Mariscos Chente. This modest little mom-and-pop restaurant in Mar Vista, on the west side of Los Angeles, specializes in the seafood dishes of the states of Sinaloa and Nayarit, on the west coast of Mexico.
They are known for the freshness of their seafood, which is brought in from the ports of Mazatlan. We went for the first time last month, and had two wonderful dishes. Since then, we've come back twice, and have decided to work our way through the menu.
Last week we stopped in for lunch, and as soon as we sat down, we were brought a basket of fried tortilla chips and a bowl of fresh green salsa. This salsa is fresh-tasting and bright, mouth tingling and delicious.
We ordered a couple of beers and split a shrimp and octopus cocktail, or coctel de camarones y pulpo. It came in a huge goblet, filled to the brim with seafood and sauce, garnished with slices of avocado. If you aren't familiar with octopus, here's a good way to try it - they've prepared it so its texture is firm and chewy but not rubbery. The shrimp are small, but sweet, and the sauce is filled with diced cucumbers, chopped onions, and tomato juice - delicious and refreshing.
The size of the coctel was impressive - and we were splitting it! We didn't finish it, wanted to leave room for our main courses.
camarones culichis, or shrimp in the style of Culiacan. Shrimp, this time without the heads, are napped in a thick sauce made of sour cream and cheese, flavored with jalapenos. It was rich and mellow-hot, with a great flavor. [The Man I Love] ordered camarones chipotles, made in a similar fashion with sour cream and cheese flavored with chipotle chiles - the smokiness of the sauce was great with the rich creamy texture.
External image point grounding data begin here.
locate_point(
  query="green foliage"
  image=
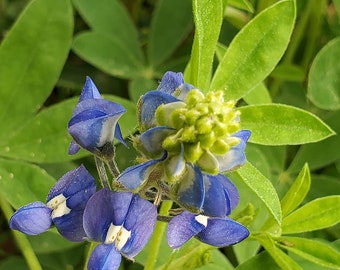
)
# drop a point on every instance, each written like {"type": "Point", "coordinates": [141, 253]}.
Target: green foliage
{"type": "Point", "coordinates": [280, 63]}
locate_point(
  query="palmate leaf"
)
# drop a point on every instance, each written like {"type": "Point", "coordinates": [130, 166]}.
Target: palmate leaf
{"type": "Point", "coordinates": [315, 251]}
{"type": "Point", "coordinates": [255, 51]}
{"type": "Point", "coordinates": [315, 215]}
{"type": "Point", "coordinates": [32, 56]}
{"type": "Point", "coordinates": [278, 124]}
{"type": "Point", "coordinates": [263, 188]}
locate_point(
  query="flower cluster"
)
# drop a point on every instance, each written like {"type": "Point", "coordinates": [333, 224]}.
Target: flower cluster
{"type": "Point", "coordinates": [186, 141]}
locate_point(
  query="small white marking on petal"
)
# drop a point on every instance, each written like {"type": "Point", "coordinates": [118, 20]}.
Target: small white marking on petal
{"type": "Point", "coordinates": [122, 237]}
{"type": "Point", "coordinates": [112, 233]}
{"type": "Point", "coordinates": [58, 204]}
{"type": "Point", "coordinates": [202, 220]}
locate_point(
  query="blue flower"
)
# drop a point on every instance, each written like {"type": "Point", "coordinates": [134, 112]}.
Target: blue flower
{"type": "Point", "coordinates": [214, 231]}
{"type": "Point", "coordinates": [187, 139]}
{"type": "Point", "coordinates": [94, 123]}
{"type": "Point", "coordinates": [122, 222]}
{"type": "Point", "coordinates": [64, 207]}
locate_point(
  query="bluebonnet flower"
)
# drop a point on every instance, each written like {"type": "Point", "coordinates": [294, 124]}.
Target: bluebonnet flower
{"type": "Point", "coordinates": [121, 222]}
{"type": "Point", "coordinates": [94, 123]}
{"type": "Point", "coordinates": [215, 231]}
{"type": "Point", "coordinates": [64, 207]}
{"type": "Point", "coordinates": [187, 138]}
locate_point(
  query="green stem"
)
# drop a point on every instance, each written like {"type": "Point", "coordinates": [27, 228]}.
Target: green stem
{"type": "Point", "coordinates": [21, 239]}
{"type": "Point", "coordinates": [156, 238]}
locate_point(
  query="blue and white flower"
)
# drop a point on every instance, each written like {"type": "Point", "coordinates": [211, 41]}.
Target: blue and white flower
{"type": "Point", "coordinates": [215, 231]}
{"type": "Point", "coordinates": [64, 207]}
{"type": "Point", "coordinates": [94, 122]}
{"type": "Point", "coordinates": [122, 222]}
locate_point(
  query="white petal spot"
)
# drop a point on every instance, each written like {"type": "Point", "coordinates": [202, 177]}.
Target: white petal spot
{"type": "Point", "coordinates": [112, 233]}
{"type": "Point", "coordinates": [58, 204]}
{"type": "Point", "coordinates": [202, 220]}
{"type": "Point", "coordinates": [117, 235]}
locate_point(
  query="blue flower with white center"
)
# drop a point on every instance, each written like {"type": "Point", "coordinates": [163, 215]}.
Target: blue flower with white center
{"type": "Point", "coordinates": [122, 222]}
{"type": "Point", "coordinates": [215, 231]}
{"type": "Point", "coordinates": [64, 207]}
{"type": "Point", "coordinates": [186, 136]}
{"type": "Point", "coordinates": [94, 122]}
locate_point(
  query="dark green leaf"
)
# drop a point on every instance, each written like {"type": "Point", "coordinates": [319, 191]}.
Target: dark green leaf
{"type": "Point", "coordinates": [324, 80]}
{"type": "Point", "coordinates": [32, 56]}
{"type": "Point", "coordinates": [255, 51]}
{"type": "Point", "coordinates": [278, 124]}
{"type": "Point", "coordinates": [171, 23]}
{"type": "Point", "coordinates": [315, 215]}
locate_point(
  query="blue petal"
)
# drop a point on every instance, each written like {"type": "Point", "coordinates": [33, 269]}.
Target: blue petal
{"type": "Point", "coordinates": [104, 257]}
{"type": "Point", "coordinates": [148, 105]}
{"type": "Point", "coordinates": [77, 186]}
{"type": "Point", "coordinates": [170, 82]}
{"type": "Point", "coordinates": [235, 157]}
{"type": "Point", "coordinates": [191, 189]}
{"type": "Point", "coordinates": [74, 148]}
{"type": "Point", "coordinates": [89, 91]}
{"type": "Point", "coordinates": [102, 209]}
{"type": "Point", "coordinates": [135, 176]}
{"type": "Point", "coordinates": [182, 228]}
{"type": "Point", "coordinates": [140, 220]}
{"type": "Point", "coordinates": [151, 140]}
{"type": "Point", "coordinates": [32, 219]}
{"type": "Point", "coordinates": [216, 199]}
{"type": "Point", "coordinates": [222, 232]}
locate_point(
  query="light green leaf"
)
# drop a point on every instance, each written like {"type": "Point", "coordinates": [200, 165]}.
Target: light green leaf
{"type": "Point", "coordinates": [297, 192]}
{"type": "Point", "coordinates": [280, 257]}
{"type": "Point", "coordinates": [259, 262]}
{"type": "Point", "coordinates": [109, 54]}
{"type": "Point", "coordinates": [320, 154]}
{"type": "Point", "coordinates": [255, 51]}
{"type": "Point", "coordinates": [208, 21]}
{"type": "Point", "coordinates": [241, 4]}
{"type": "Point", "coordinates": [278, 124]}
{"type": "Point", "coordinates": [288, 73]}
{"type": "Point", "coordinates": [23, 183]}
{"type": "Point", "coordinates": [171, 23]}
{"type": "Point", "coordinates": [324, 87]}
{"type": "Point", "coordinates": [315, 215]}
{"type": "Point", "coordinates": [263, 188]}
{"type": "Point", "coordinates": [258, 95]}
{"type": "Point", "coordinates": [45, 138]}
{"type": "Point", "coordinates": [32, 56]}
{"type": "Point", "coordinates": [315, 251]}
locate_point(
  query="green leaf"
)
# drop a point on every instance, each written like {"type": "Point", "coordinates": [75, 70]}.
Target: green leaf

Some folks don't like combining seafood with cheese. I do, but it makes for some rich eating. After the coctel, we could only eat half of the dozen large shrimp on our platters. In retrospect, we should have chosen only one rich dish, and gone with a second, lighter dish, and split them both. But that's water under the bridge - we took our leftovers and the remaining cocktail home for a delicious late night meal.
The next time we went, we passed on the cocktail. [The Man I Love] ordered a shrimp dish called camarones checcas - shrimp in a special sauce with tomato and sliced garlic, garnished with sliced red onions. The sauce was a bit spicy but not too hot, and had a citrusy tang.
By now you may have noticed the prevalence of cucumbers on these plates. Apparently, cucumbers are a traditional garnish in this regional style. It's a smart idea, actually - the coolness is wonderful to staunch the heat of the chiles.
I ordered something I'd been curious about since reading the reviews. It was called camarones cucarachas - or cockroach shrimp. Shrimp in the shell, complete with their heads were flash fried, and dusted with a salty, garlicy pepper spice mixture.
Hmm. How do you deal with them? Jonathan Gold, in his review of Mariscos Chente, said to crunch them up, shell and all, and suck the meat out of the heads.
Well, I'm not much for shrimp heads, but after pulling off the legs - I can't take bristly little fried shrimp legs going down my throat - I gave it a try.
The shrimp shells were crispy-crunchy, and it was impossible to peel them off the succulent meat. But because they'd been fried so fast and so hot, they were easy to crunch up. The shrimp inside the shells were sweet and had a good deep extra- shrimpy flavor from the shells - just like the flavor you get when you use shrimp shells to strengthen broth. Eating them was a real hands-on job When I was done with the dozen shrimp on my plate, my fingers were tinted orange from the chile seasoning.
[The Man I Love] shared some of his. I'd suggest camarones cucarachas for a good salty-crunchy appetizer to share with a big table and some beers.
There are still at least six shrimp dishes on the menu that we haven't tried, let alone the restaurant's masterpiece, whole snook grilled in the style of Nayarit, pescado zarandeado. For that we need a larger party.